Saturday, December 6, 2014

The Apertio Aurium and Illuminated Manuscripts

Book of Kells folio 27v
Insular illuminated manuscripts like the Book of Kells often contain a page with the symbols of the four evangelists.

This page was used in a ceremony for new believers known as the "Opening of the Ears" (Apertio Aurium).

As new believers prepared for baptism they went through basic catechesis. During Lent catechumens were brought into the church for a reading of the first few verses from each of the four gospels, with an explanation of the four symbolic figures for the Evangelists (Man, Lion, Ox, Eagle). See here for more on the background to these symbols. 


Ó Carragáin has suggested that pages like folio 27v in the Book of Kells were displayed at the altar and the four-fold Gospel explained. This ceremony was a visual presentation of the Gospel to an illiterate audience preparing to join the church. This ceremony was part of the broader preparation of catechumens for their upcoming Easter baptism.

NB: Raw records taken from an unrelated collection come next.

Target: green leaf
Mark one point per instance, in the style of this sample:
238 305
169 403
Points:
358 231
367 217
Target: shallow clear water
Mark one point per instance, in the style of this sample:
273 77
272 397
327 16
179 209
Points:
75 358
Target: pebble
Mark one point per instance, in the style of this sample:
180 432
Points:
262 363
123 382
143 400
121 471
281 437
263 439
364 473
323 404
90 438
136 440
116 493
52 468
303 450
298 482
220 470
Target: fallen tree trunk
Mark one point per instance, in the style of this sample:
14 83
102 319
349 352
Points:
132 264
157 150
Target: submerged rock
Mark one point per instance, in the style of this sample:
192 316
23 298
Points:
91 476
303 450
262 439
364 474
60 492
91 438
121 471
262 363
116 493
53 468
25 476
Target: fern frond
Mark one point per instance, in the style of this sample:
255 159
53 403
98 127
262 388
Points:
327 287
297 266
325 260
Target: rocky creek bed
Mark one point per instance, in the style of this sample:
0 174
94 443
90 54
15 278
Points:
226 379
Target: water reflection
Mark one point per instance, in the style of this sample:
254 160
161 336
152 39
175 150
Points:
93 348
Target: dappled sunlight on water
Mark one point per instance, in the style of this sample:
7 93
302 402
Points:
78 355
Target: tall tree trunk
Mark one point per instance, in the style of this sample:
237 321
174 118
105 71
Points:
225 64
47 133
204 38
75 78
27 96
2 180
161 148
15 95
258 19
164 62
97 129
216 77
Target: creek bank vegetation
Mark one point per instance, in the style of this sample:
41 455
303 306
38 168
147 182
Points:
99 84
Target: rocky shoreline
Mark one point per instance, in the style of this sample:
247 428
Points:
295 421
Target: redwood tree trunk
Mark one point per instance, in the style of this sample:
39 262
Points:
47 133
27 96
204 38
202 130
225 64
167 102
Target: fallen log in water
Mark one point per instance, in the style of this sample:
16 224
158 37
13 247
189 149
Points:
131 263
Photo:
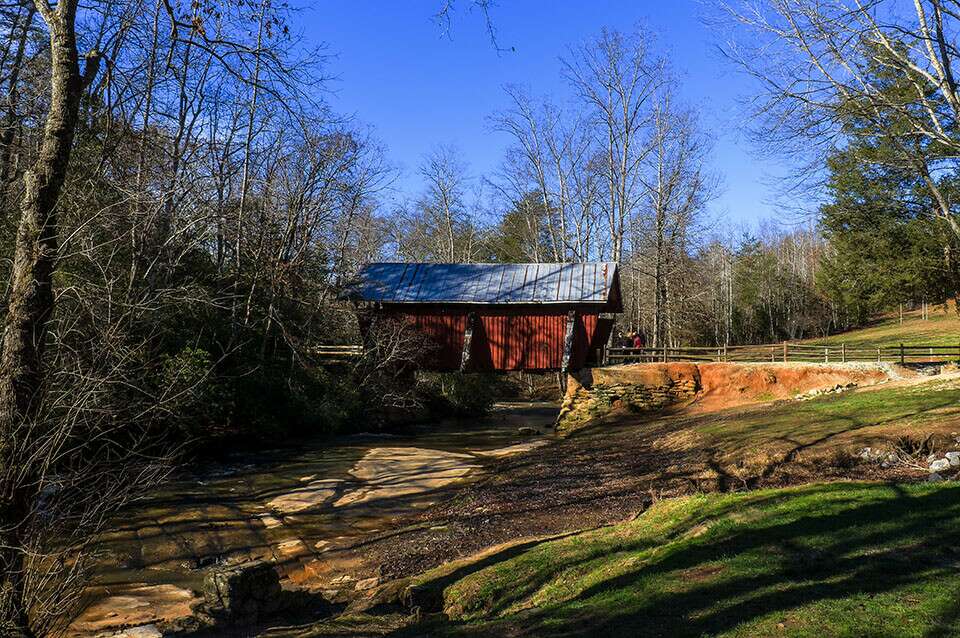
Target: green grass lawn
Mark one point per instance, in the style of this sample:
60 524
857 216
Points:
941 329
840 559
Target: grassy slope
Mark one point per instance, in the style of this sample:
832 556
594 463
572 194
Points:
837 559
942 328
847 419
857 559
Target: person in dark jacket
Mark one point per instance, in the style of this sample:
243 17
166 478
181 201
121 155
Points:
639 341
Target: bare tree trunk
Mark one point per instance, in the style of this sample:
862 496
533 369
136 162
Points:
31 293
10 123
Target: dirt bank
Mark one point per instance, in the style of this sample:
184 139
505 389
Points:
602 394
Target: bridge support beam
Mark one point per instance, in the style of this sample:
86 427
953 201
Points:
467 341
568 341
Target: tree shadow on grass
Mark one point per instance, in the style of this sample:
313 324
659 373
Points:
853 549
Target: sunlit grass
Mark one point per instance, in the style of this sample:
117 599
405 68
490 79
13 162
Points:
839 559
942 328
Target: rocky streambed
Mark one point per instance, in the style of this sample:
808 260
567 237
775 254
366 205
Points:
307 511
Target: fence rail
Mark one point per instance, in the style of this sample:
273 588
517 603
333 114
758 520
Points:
338 352
786 352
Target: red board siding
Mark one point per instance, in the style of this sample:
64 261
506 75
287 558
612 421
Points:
505 338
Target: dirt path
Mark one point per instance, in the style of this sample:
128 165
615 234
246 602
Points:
307 510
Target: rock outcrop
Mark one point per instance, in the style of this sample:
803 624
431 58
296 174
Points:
598 393
243 594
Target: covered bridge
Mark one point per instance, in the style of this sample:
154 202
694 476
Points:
496 317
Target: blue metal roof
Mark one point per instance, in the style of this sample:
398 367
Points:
589 283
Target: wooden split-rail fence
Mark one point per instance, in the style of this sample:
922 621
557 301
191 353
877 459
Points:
785 352
337 353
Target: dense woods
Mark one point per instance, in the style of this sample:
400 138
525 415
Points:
180 210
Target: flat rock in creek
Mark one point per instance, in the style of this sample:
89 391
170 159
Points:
511 449
390 472
137 605
310 495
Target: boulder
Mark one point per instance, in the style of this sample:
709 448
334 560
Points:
242 594
940 465
954 458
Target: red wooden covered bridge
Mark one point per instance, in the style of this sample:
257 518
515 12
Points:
496 317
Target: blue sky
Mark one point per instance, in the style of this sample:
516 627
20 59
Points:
396 71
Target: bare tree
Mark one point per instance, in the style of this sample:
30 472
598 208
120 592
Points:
618 78
822 64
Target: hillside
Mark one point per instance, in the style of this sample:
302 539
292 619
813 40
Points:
941 328
756 520
828 559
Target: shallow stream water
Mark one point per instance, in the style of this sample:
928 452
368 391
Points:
301 507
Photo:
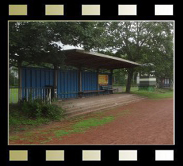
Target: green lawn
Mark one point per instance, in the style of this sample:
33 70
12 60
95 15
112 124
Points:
157 94
13 95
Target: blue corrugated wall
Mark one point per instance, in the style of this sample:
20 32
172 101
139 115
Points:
67 85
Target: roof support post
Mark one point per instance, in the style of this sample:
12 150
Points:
79 80
98 87
19 80
111 74
55 80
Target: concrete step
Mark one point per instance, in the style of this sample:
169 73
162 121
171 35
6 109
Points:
72 105
93 104
87 106
99 108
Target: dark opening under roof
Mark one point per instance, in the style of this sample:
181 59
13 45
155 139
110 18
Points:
93 60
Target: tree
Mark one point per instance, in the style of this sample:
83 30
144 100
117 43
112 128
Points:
143 42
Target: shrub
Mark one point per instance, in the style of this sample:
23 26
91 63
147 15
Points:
37 109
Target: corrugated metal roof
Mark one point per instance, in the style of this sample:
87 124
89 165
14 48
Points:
81 58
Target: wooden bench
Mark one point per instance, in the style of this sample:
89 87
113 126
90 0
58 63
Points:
89 91
108 88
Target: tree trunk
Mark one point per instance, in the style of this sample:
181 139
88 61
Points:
129 80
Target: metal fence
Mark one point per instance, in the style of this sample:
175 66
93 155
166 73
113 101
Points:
27 94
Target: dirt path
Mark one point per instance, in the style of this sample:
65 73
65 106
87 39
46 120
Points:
144 122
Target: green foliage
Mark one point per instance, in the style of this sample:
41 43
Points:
37 109
84 125
157 94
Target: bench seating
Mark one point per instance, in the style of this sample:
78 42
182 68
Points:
108 88
103 89
89 91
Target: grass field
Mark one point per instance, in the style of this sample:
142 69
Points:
157 94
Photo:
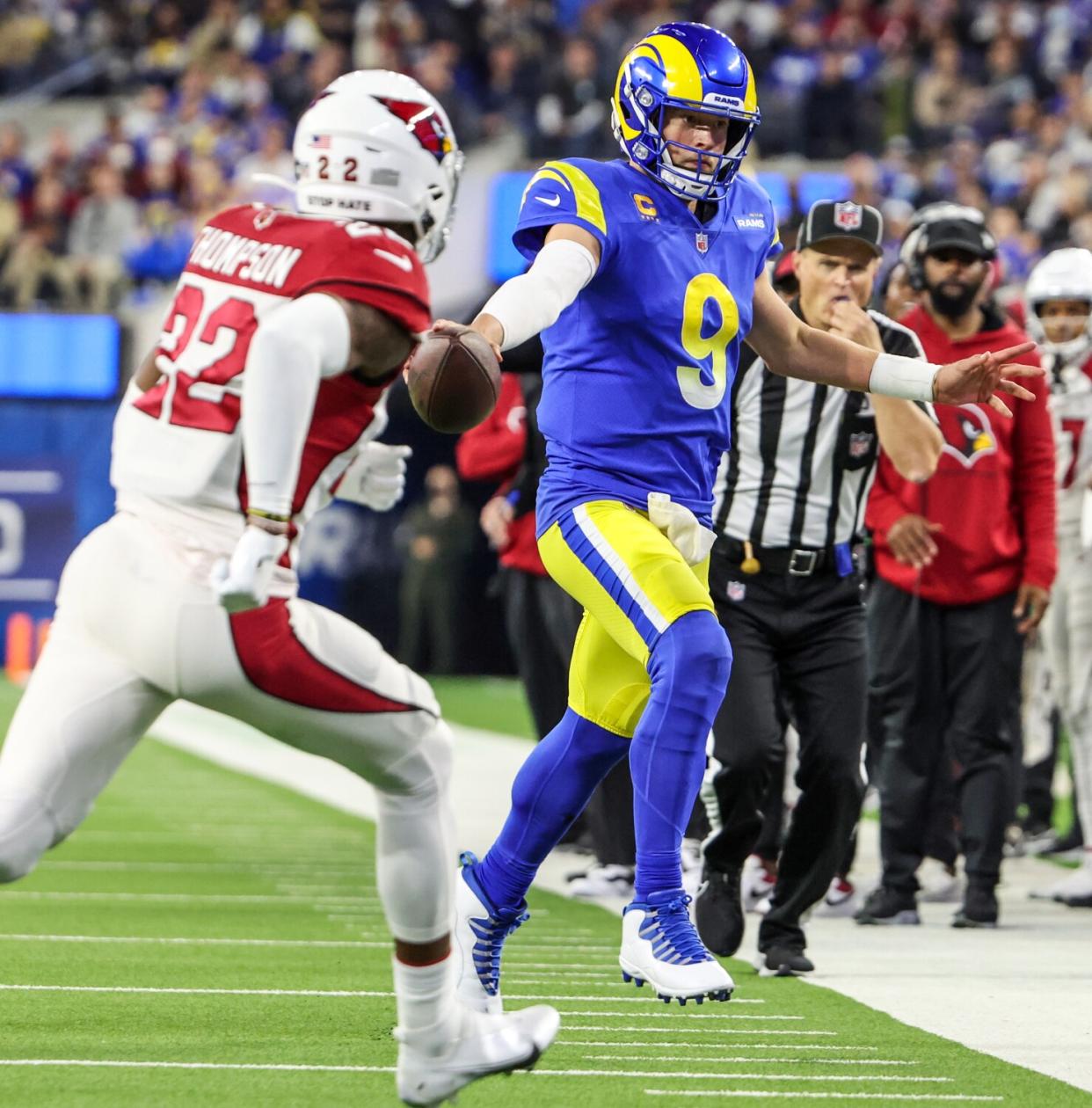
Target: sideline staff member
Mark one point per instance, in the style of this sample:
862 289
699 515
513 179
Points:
790 503
964 566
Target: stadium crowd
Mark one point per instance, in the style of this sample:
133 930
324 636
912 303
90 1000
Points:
986 105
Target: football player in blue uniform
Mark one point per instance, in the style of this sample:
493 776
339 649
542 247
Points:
647 273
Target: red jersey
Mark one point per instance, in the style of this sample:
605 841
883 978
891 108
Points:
994 490
178 448
493 451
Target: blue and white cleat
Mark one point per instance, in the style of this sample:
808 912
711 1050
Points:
481 929
660 945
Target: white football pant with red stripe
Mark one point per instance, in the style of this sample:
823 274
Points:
137 627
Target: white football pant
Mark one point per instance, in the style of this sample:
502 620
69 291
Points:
137 627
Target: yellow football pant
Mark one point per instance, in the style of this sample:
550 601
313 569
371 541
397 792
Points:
632 584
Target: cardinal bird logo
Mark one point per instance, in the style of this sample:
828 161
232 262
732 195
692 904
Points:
975 438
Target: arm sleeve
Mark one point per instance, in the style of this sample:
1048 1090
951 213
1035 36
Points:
294 348
559 192
532 302
1033 480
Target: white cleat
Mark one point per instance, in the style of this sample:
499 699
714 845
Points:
480 932
485 1045
1078 885
660 945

The earliest account of the details of the Apertio Aurium ceremony are given by Bede (672-735), who notes in his allegorical commentary on the Tabernacle,

"There are four pillars at the entrance of the court [of the Tabernacle] because no one is able to come into the unity of the holy church except through the faith and the sacraments of the gospel, which are contained in four books. For this reason, in that same church the pleasing custom has developed from ancient times that the beginnings of the four gospels are recited to those who are about to be catechized and initiated into the Christian sacraments, and at the opening of their ears they are carefully instructed concerning the figures [of the evangelists] and their order, so that from then on they may know and remember which books, and how many, [contain] the words by which they ought chiefly to be instructed in the true faith."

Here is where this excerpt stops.